I'm researching ways to distribute tasks across machines or a cluster. MPI seems to be the traditional way to do this, but the way it works also seems archaic: you write a single program that does just the task, detect in the code which node (process) you're running on, then send data to other processes to do the calculations. While there is plenty of information to be found on how to use the MPI API, I can't find a comprehensive description of how tasks are started on other machines. Reading between the lines, it seems that the 'task manager' (mpirun or mpiexec or similar) copies the whole executable (in a primitive way, just an scp or so) to the other machine, then runs it there. Sharing data then happens through network shares, nfs or cifs or similar.
So I'm wondering if the specification also covers things like dependent libraries (what if my application depends on a shared library and the compute nodes don't have it?), cross-platform communication (the spec claims to be 'platform neutral' which is true I guess if you're talking about being able to be implemented on all platforms), but there doesn't seem to be a common or reliable way to start a task from a Windows machine on a Linux cluster, for example.
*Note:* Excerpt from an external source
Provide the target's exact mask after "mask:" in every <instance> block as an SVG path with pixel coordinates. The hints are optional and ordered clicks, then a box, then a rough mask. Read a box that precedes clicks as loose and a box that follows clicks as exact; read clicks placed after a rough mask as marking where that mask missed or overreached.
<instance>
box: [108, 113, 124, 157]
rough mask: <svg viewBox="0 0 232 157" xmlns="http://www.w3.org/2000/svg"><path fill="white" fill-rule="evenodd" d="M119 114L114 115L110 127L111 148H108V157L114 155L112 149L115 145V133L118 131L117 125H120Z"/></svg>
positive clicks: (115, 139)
What I want to do is have a long-running program that occasionally runs CPU-intensive tasks on many machines in small bursts. I also don't want to have to code to one cluster - I'm looking for a generic solution that can be run on real, thousands-of-nodes Linux clusters as well as on small LAN 'clusters' of workstations in a lab that are idling at night.
Is that possible with MPI? Or maybe I should ask, are there implementations of MPI that support this? Or should I forget about MPI and just implement my own task-specific solution?